Heres how I got the Spring Boot ‘Hello World’ up and running in Eclipse…
I am using the Eclipse IDE that comes with Maven installed for my evelopment.
Following the Spring Boot Reference Guide, I followed the steps under Developing Your First Spring Boot Application.
I created my java project in Eclipse, on the menu click File–>New–>Java Project
- Then I gave the project a name (Then click finish)
- Create your project source folders
By default the project will use a folder called ‘src’ for you to keep your source code. I always like to keep my files organised using the maven defaults. So I create a src/main/java folder, src/main/resources folder, src/test/java folder and a src/test/resources folder. This make it easier to split your code between production code and test, and also between code and other file types such as properties files. To set up these folders, right click on the project, then properties–>build path–>click the source tab, then –>add folder. Click on the ‘src’ then click to add new folder and name the new folder.
- Next thing to do is generate a POM for your project.
Go to Spring Initializr. Select a Maven project and the latest version, and type in ‘web’ in the dependencies. Press alt and click on the Generate Project tab which should give you the option to download a zip file
Save the zip file, then go to the folder where it has been saved, open it and grab the pom. Copy this Pom into the root of your project, and at this stage your project should look like this…
- Now lets create the code we want to run
If you look at the Spring Boot Reference we are now ready to add the source code at 11.3 Writing the code.
import org.springframework.boot.*; import org.springframework.boot.autoconfigure.*; import org.springframework.stereotype.*; import org.springframework.web.bind.annotation.*; @RestController @EnableAutoConfiguration public class Example { @RequestMapping("/") String home() { return "Hello World!"; } public static void main(String[] args) throws Exception { SpringApplication.run(Example.class, args); } }
So we copy this code and create a java class (Right click project–>New–>Class, enter name as x, finish). Paste the code into the class in the editor. You should see some errors. Hover over the class name, take the option to rename the compilation unit name to example, and the save. You will still have some errors, and thats because we havent downloaded any of the required dependencies yet.
- Build the project with maven to resolve the dependencies
To resolve all the dependencies we need to create a maven build task for the project.From Menu–>Run–>Run Configurations–>Right Click on Maven Build then click New… Give it a name at the top, file in the base directory by clicking the workspace button then selecting the correct project, then on the goals line add ‘eclipse:clean eclipse:eclipse -DdownloadSources -DdownloadJavadocs’. This goal tells maven to set up your project for eclipse and maven, grab any dependencies and add them to the classpath etc. Once you have done that click apply and run, and the process should start.
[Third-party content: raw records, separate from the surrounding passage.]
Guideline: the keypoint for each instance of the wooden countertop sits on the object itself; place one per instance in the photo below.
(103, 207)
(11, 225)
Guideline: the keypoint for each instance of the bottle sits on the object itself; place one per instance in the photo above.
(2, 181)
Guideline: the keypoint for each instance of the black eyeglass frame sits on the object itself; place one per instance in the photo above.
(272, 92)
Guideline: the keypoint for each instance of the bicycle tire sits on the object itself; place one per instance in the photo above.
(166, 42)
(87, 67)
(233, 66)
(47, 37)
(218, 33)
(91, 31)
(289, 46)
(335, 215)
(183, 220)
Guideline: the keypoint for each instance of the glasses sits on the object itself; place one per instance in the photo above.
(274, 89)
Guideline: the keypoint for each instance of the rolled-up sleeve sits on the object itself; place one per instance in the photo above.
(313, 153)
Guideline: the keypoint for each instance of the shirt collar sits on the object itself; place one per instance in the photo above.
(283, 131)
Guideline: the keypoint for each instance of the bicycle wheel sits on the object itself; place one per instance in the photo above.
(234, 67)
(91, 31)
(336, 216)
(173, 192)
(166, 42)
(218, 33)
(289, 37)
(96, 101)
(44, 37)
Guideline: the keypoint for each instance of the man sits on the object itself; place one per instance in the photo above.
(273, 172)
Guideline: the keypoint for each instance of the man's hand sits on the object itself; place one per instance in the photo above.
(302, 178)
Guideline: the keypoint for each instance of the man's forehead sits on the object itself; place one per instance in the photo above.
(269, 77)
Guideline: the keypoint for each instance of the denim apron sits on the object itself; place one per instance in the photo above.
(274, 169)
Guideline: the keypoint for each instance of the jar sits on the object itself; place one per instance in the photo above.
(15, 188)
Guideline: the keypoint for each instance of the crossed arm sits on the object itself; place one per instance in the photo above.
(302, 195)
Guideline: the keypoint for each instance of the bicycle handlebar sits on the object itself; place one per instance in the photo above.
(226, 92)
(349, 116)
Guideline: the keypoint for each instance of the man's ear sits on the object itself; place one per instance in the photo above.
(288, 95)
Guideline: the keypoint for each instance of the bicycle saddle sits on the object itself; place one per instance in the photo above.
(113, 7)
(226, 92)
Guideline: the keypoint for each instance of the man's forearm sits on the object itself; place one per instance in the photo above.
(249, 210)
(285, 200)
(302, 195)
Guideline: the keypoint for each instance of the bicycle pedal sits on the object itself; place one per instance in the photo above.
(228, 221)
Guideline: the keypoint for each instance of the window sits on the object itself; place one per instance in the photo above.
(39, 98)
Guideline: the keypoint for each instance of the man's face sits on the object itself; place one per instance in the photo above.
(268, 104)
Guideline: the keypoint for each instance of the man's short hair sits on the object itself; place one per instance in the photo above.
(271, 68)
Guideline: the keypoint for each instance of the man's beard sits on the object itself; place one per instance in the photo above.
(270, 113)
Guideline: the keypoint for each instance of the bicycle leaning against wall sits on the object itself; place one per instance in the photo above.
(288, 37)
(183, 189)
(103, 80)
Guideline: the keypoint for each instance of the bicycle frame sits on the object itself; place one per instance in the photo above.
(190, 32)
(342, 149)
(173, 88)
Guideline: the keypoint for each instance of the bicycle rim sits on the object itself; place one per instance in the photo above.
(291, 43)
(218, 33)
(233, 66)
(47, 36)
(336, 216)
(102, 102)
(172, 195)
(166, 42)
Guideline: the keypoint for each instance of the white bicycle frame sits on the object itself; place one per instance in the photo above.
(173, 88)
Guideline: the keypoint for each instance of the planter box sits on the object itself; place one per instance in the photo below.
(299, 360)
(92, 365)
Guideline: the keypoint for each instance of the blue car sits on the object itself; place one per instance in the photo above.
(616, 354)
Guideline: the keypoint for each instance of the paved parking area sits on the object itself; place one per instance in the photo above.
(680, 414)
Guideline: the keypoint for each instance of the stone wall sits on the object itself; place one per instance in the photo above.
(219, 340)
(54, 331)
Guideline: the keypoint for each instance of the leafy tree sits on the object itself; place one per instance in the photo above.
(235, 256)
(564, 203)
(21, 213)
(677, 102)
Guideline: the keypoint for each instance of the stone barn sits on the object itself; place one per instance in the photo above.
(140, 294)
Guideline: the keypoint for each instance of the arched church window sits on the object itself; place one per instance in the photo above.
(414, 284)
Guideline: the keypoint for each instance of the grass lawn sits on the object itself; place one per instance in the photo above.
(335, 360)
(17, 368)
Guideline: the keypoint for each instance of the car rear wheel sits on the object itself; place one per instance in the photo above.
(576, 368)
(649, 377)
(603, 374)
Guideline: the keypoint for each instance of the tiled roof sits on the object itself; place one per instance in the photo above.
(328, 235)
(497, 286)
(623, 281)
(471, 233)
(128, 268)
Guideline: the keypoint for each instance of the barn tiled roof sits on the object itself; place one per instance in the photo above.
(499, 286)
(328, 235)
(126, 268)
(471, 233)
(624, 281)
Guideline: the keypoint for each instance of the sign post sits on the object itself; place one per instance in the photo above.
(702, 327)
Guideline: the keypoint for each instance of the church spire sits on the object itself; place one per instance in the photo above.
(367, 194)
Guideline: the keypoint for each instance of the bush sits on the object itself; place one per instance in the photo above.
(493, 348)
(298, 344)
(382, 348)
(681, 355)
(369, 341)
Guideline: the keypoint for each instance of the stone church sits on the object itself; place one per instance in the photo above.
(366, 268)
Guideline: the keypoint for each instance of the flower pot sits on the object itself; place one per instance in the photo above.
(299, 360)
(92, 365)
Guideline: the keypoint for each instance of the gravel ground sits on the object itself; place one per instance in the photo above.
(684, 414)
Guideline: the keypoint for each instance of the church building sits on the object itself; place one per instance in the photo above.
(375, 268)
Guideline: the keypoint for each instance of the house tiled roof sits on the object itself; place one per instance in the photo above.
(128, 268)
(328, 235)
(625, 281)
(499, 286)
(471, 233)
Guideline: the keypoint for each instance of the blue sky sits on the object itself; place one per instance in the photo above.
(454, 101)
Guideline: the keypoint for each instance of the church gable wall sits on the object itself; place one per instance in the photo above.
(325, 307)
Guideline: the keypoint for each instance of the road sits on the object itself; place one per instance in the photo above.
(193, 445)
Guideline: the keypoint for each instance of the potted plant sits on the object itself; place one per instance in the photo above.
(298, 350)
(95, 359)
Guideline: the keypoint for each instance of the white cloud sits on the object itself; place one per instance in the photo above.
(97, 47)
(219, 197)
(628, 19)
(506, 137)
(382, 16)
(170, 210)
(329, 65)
In the console view, you should see lots of activity as the dependencies start being downloaded. Once it is comple you should see “build successful” message and in your project there should be lots of jar listed under referenced libraries. You ‘hello world’ Example.java class should now show no errors in the editor view. So at this stage you are ready to run the project.
- Run the ‘hello world’
To run the project, we simply need to create another maven task. Create a new maven task but this time call it ‘mvn run myspring’ and have the goal as ‘mvn spring-boot:run’ and below.
You should see that Sprint boot has started and starts Tomcat running your project on port 8080. Navigate to localhost:8080 and you should see your results.